Tomii Keisuke, Seo Ryutaro, Tachikawa Ryo, Harada Yuka, Murase Kimihiko, Kaji Reiko, Takeshima Yoshimi, Hayashi Michio, Nishimura Takashi, Ishihara Kyosuke
Department of Respiratory Medicine, Kobe City Medical Center General Hospital, 4-6 Minatojima-Nakamachi, Chuo-ku, Kobe, 650-0046, Japan.
Respir Med. 2009 Jan;103(1):67-73. doi: 10.1016/j.rmed.2008.08.001. Epub 2008 Sep 18.
Trial of noninvasive ventilation (NIV) in the emergency department (ED) for heterogeneous acute respiratory failure (ARF) has been optional and its clinical benefit unclear.
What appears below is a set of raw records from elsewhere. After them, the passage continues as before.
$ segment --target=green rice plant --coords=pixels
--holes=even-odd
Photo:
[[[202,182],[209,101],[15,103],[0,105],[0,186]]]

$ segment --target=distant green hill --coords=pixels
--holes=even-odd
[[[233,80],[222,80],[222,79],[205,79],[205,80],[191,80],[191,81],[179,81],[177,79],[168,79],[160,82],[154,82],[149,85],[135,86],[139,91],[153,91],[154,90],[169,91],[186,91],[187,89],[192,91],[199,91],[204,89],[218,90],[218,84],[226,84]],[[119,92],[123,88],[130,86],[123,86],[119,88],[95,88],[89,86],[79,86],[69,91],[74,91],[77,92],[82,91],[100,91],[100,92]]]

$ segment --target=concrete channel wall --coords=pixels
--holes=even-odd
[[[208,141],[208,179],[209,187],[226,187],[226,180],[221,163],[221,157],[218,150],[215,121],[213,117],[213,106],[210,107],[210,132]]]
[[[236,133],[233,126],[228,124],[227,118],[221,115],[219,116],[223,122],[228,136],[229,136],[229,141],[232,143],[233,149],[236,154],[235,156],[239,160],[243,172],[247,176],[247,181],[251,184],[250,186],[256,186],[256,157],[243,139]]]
We conducted a retrospective cohort study comparing between two periods, October 2001-September 2003 and October 2004-September 2006, i.e., before and after adopting an NIV-trial strategy in which NIV was applied in the ED to any noncontraindicated ARF patients needing ventilatory support and was then continued in the intermediate-care-unit. During these two periods, we retrieved cases of ARF treated either invasively or with NIV, and compared the patients' in-hospital mortalities and the length of ICU and intermediate-care-unit stay.
Compared were 73 (invasive 56, NIV 17) and 125 cases (invasive 31, NIV 94) retrieved from 271 and 415 emergent admissions with proper pulmonary etiologies for mechanical ventilation, respectively. Of their respiratory failures, type (hypercapnic/non-hypercapnic, 0.97 vs. 0.98) and severity (pH 7.23 vs. 7.21 for hypercapnic; PaO(2)/FiO(2) 133 vs. 137 for non-hypercapnic) were similar, and the rate of predisposing etiologies was not significantly different. However, excluding those with recurrent aspiration pneumonia for whom NIV was mostly used as "ceiling" treatment, significant reductions in both overall in-hospital mortality (38%-19%, risk ratio 0.51, 95% CI 0.31-0.84), and median length of ICU and intermediate-care-unit stay (12 vs. 5 days, P<0.0001) were found.
NIV-trial in the ED for all possible patients with ARF of pulmonary etiologies, excluding those with recurrent aspiration pneumonia, may reduce overall in-hospital mortality and ICU stays.
在急诊科(ED)对异质性急性呼吸衰竭(ARF)患者进行无创通气(NIV)试验一直是可选择的做法,其临床益处尚不清楚。
我们进行了一项回顾性队列研究,比较了两个时间段,即2001年10月至2003年9月以及2004年10月至2006年9月,也就是在采用NIV试验策略之前和之后。在该策略中,NIV应用于急诊科任何需要通气支持且无禁忌证的ARF患者,并随后在中间护理单元继续使用。在这两个时间段内,我们检索了接受有创治疗或NIV治疗的ARF病例,并比较了患者的院内死亡率以及在重症监护病房(ICU)和中间护理单元的住院时间。
分别从271例和415例因适当肺部病因需要机械通气的急诊入院患者中检索到73例(有创治疗56例,NIV治疗17例)和125例(有创治疗31例,NIV治疗94例)。他们呼吸衰竭的类型(高碳酸血症性/非高碳酸血症性,分别为0.97和0.98)和严重程度(高碳酸血症性患者pH值分别为7.23和7.21;非高碳酸血症性患者PaO₂/FiO₂分别为133和137)相似,诱发病因的发生率也无显著差异。然而,排除那些反复吸入性肺炎患者(NIV大多作为“封顶”治疗用于此类患者)后,发现总体院内死亡率(从38%降至19%,风险比0.51,95%可信区间0.31 - 0.84)以及ICU和中间护理单元住院时间中位数(分别为12天和5天,P<0.0001)均显著降低。
在急诊科对所有可能患有肺部病因ARF的患者(不包括反复吸入性肺炎患者)进行NIV试验,可能会降低总体院内死亡率和ICU住院时间。